Monitoring upload tasks
After uploading a document, use paperless.tasks to check the status:
task_id = await paperless.documents.save(draft)
import asyncio
for _ in range(30):
await asyncio.sleep(2)
task = await paperless.tasks(task_id)
if task.status in ("SUCCESS", "FAILURE"):
break
print(task.status, task.result)
Checking if a document is deleted
The is_deleted property returns True when the document is currently in the trash:
doc = await paperless.documents(42)
print(doc.is_deleted) # False for active documents
# Documents returned from paperless.trash also have this set
async for doc in paperless.trash:
print(doc.id, doc.is_deleted, doc.deleted_at)
Sending documents by e-mail
You can send one or more documents as attachments to one or more e-mail addresses:
await paperless.documents.email(
[23, 42],
addresses="alice@example.com, bob@example.com",
subject="Your requested documents",
message="Please find the documents attached.",
)
A single document can also be passed as an integer:
await paperless.documents.email(
42,
addresses="alice@example.com",
subject="Invoice",
message="See attachment.",
use_archive_version=False, # send original instead of archived version
)
| Parameter | Default | Description |
|---|---|---|
documents |
- | Document ID(s) to send |
addresses |
- | Comma-separated recipient e-mail addresses |
subject |
- | E-mail subject |
message |
- | E-mail body text |
use_archive_version |
True |
Send archived version; False for original |
Raises SendEmailError if the Paperless server rejects the request.
Audit history
Every change to a document is recorded as an audit-log entry.

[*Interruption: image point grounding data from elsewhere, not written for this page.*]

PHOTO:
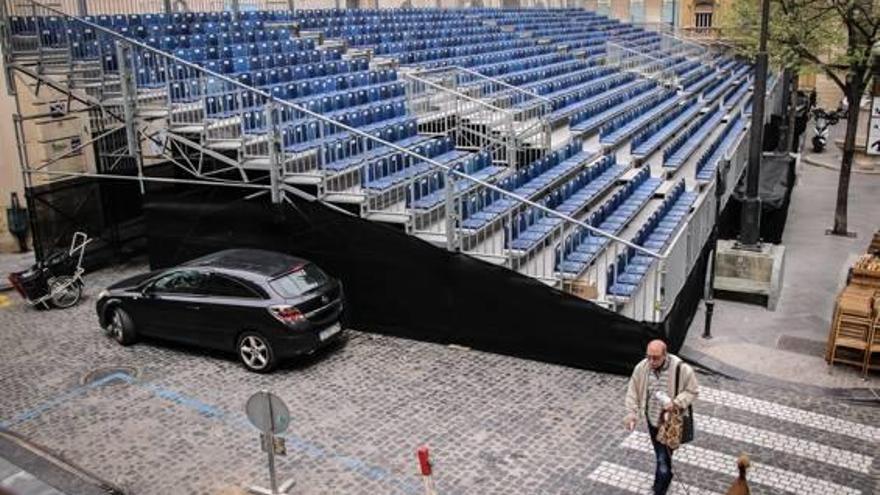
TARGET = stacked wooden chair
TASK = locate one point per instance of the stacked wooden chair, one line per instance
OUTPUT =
(855, 327)
(852, 328)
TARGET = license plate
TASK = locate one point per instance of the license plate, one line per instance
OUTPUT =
(329, 332)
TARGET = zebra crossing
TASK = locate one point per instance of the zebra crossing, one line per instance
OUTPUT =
(802, 451)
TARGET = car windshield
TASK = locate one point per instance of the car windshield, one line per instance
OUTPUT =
(299, 281)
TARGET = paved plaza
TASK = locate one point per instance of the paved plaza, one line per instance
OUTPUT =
(160, 419)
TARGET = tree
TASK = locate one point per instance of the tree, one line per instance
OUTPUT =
(810, 34)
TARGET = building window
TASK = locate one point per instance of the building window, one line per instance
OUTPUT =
(703, 20)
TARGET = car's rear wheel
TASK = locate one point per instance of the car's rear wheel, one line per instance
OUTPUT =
(120, 327)
(256, 353)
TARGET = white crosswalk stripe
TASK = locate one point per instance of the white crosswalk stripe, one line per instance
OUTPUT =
(635, 481)
(790, 414)
(784, 443)
(780, 480)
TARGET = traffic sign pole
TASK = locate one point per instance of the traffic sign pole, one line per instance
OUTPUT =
(268, 413)
(273, 483)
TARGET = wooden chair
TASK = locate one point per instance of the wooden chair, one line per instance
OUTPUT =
(873, 339)
(852, 327)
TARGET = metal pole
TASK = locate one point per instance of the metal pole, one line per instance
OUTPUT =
(786, 111)
(125, 60)
(274, 152)
(270, 447)
(750, 227)
(720, 173)
(451, 216)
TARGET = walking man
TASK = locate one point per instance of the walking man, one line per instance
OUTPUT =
(651, 392)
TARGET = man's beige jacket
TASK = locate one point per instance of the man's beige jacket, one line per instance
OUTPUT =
(636, 393)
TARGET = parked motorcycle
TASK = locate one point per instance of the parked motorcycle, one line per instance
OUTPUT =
(56, 281)
(822, 120)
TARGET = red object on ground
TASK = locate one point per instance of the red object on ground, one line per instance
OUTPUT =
(424, 462)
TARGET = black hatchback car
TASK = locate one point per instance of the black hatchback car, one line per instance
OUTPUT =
(263, 305)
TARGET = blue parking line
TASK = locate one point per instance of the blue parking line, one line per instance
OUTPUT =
(237, 420)
(52, 403)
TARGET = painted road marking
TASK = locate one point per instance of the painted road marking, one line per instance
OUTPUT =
(635, 481)
(790, 414)
(237, 420)
(785, 443)
(781, 480)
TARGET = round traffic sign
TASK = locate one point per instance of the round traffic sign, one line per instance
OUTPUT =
(268, 412)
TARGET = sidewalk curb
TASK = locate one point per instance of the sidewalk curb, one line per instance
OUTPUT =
(54, 469)
(865, 395)
(817, 163)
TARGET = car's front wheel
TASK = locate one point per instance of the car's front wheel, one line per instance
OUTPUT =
(120, 327)
(256, 353)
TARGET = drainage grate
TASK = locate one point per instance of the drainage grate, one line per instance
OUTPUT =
(100, 373)
(801, 345)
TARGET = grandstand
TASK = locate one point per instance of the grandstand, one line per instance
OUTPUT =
(572, 148)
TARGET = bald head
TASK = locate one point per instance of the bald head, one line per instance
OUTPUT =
(656, 353)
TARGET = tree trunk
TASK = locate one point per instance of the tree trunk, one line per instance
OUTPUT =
(792, 113)
(854, 90)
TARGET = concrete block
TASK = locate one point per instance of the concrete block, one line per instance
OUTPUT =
(750, 272)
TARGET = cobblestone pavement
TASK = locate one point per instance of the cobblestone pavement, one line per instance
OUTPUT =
(169, 420)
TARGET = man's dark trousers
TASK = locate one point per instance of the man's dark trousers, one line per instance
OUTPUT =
(663, 473)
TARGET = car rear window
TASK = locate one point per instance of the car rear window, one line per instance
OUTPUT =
(299, 281)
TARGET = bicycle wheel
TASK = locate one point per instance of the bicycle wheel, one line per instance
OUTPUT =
(65, 290)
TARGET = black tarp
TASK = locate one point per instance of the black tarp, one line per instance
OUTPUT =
(774, 189)
(399, 285)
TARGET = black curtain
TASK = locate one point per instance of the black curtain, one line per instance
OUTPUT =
(398, 285)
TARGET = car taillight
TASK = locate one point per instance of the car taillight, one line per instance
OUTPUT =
(286, 314)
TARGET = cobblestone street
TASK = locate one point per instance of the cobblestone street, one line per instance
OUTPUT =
(156, 419)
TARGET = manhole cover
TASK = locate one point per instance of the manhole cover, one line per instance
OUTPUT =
(106, 373)
(801, 345)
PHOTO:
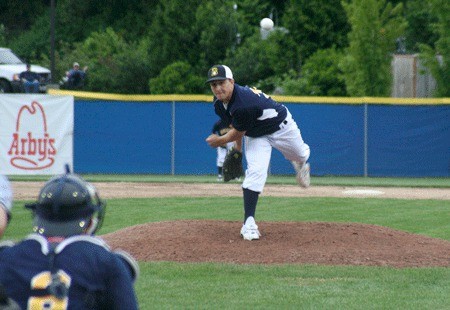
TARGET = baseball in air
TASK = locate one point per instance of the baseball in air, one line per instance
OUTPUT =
(266, 23)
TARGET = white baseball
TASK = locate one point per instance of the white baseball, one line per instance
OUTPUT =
(266, 23)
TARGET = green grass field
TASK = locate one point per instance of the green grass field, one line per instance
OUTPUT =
(169, 285)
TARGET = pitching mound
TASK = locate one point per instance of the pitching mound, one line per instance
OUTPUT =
(281, 242)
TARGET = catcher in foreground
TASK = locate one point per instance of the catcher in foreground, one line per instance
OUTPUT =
(265, 124)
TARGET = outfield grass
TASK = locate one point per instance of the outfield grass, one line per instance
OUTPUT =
(169, 285)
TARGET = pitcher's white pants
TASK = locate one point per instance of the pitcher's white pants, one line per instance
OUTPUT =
(288, 140)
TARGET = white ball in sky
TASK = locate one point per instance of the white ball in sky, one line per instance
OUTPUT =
(266, 23)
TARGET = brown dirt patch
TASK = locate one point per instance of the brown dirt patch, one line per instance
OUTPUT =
(287, 242)
(281, 242)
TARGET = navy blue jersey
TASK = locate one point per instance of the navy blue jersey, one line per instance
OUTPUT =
(96, 277)
(221, 127)
(252, 111)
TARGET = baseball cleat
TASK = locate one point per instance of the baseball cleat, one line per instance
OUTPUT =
(249, 230)
(303, 174)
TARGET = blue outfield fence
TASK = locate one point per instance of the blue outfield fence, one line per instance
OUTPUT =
(348, 136)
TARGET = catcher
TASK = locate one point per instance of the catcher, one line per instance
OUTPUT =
(62, 265)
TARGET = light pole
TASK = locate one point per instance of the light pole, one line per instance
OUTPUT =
(52, 40)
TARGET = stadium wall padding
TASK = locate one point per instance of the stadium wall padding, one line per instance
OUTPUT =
(127, 137)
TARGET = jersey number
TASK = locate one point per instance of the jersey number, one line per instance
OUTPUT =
(41, 282)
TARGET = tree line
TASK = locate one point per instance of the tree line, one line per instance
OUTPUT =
(317, 47)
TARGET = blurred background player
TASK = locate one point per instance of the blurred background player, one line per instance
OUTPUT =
(220, 128)
(62, 265)
(265, 124)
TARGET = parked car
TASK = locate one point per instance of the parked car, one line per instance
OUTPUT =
(10, 68)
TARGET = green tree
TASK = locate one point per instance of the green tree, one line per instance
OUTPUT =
(320, 76)
(218, 28)
(114, 65)
(171, 36)
(177, 78)
(420, 18)
(316, 25)
(437, 59)
(367, 64)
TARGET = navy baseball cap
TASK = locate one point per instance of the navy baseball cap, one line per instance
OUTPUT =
(219, 72)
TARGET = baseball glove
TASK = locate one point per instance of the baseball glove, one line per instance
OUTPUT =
(232, 165)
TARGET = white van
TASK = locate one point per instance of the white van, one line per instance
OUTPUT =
(10, 68)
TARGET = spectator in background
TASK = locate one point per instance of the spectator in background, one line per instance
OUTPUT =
(30, 80)
(75, 76)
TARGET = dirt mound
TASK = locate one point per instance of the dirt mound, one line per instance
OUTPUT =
(281, 242)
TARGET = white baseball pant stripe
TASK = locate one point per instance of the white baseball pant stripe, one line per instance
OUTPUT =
(288, 140)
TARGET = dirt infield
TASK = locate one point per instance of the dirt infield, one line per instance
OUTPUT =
(281, 242)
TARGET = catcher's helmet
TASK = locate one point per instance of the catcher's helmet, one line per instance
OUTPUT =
(67, 205)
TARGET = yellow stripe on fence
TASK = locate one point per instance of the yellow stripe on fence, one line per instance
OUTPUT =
(287, 99)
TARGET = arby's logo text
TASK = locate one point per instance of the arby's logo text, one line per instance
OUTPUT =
(32, 147)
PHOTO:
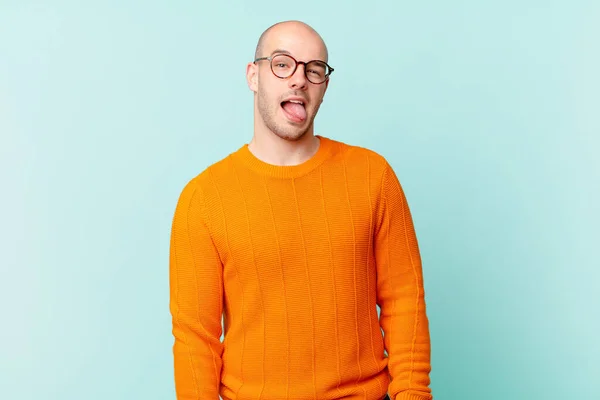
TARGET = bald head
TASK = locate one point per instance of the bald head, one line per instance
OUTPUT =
(289, 27)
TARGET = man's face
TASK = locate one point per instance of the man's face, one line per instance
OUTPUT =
(278, 99)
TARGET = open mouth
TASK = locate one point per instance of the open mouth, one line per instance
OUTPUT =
(294, 110)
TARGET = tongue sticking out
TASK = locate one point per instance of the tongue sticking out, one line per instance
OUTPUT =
(295, 110)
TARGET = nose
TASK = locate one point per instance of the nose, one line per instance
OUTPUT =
(298, 79)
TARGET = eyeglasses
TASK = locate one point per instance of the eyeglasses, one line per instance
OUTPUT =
(283, 66)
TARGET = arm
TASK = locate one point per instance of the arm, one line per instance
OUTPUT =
(195, 275)
(401, 296)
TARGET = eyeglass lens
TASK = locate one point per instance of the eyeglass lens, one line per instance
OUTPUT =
(283, 66)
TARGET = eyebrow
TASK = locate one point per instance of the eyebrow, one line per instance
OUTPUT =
(280, 51)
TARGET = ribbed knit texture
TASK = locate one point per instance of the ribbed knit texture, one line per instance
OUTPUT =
(297, 258)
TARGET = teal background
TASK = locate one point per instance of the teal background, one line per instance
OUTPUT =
(487, 110)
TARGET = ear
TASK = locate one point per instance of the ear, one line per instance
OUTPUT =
(252, 76)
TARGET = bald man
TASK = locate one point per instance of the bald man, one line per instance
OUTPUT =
(287, 246)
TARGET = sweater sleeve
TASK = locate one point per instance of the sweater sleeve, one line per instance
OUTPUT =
(401, 295)
(195, 276)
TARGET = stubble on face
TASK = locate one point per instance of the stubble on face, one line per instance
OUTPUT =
(269, 106)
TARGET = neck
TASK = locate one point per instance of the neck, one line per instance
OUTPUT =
(272, 149)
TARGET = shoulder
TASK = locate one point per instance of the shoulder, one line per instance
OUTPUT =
(356, 154)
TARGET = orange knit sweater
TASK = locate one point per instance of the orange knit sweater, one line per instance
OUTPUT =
(294, 260)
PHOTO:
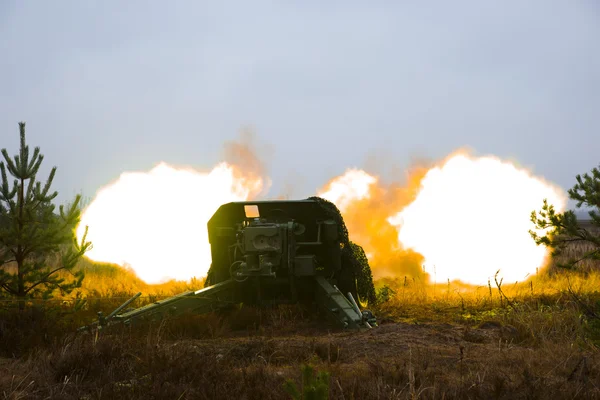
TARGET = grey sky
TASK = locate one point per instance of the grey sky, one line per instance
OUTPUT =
(107, 87)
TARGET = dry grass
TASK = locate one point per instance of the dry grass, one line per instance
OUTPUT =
(528, 340)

Use document.history() or the service directly to retrieve the full history of a document.
# Via a fetched document (document pk is bound automatically)
doc = await paperless.documents(42)
entries = await doc.history()
for entry in entries:
print(entry.timestamp, entry.action, entry.actor.username if entry.actor else "-")
print(entry.changes) # dict of changed fields
# Via the service, passing the document pk explicitly
entries = await paperless.documents.history(42)
Bulk editing
paperless.documents.bulk_edit lets you apply operations to many documents at once in a single API call.
Metadata
await paperless.documents.bulk_edit.set_correspondent([1, 2, 3], 5)
await paperless.documents.bulk_edit.set_document_type([1, 2], 3)
await paperless.documents.bulk_edit.set_storage_path([1, 2], 4)
# clear correspondent
await paperless.documents.bulk_edit.set_correspondent([1, 2, 3], None)
Tags
await paperless.documents.bulk_edit.add_tag([1, 2, 3], 7)
await paperless.documents.bulk_edit.remove_tag([1, 2, 3], 7)
# Add and remove in one call
await paperless.documents.bulk_edit.modify_tags(
[1, 2, 3],
add_tags=[5, 6],
remove_tags=[2],
)
Custom fields
await paperless.documents.bulk_edit.modify_custom_fields(
[1, 2],
add_custom_fields={3: "open"}, # {pk: value} or list of PKs
remove_custom_fields=[4],
)
Permissions
from pypaperless.models.types import Permissions
await paperless.documents.bulk_edit.set_permissions(
[1, 2, 3],
owner=1,
permissions=Permissions(view_users=[2, 3], change_users=[1]),
merge=False, # True merges with existing instead of replacing
)
Document operations
# Move to trash
await paperless.documents.bulk_edit.delete([10, 11, 12])
# Re-run OCR
await paperless.documents.bulk_edit.reprocess([1, 2, 3])
# Rotate pages
await paperless.documents.bulk_edit.rotate([1, 2], 90)
# Merge into a new single document
await paperless.documents.bulk_edit.merge(
[10, 11, 12],
metadata_document_id=10, # whose metadata to use for the result
delete_originals=True, # move source documents to trash after merging
)
All bulk edit operations raise BulkEditError (a ResponseError subclass) when the API returns a non-OK result.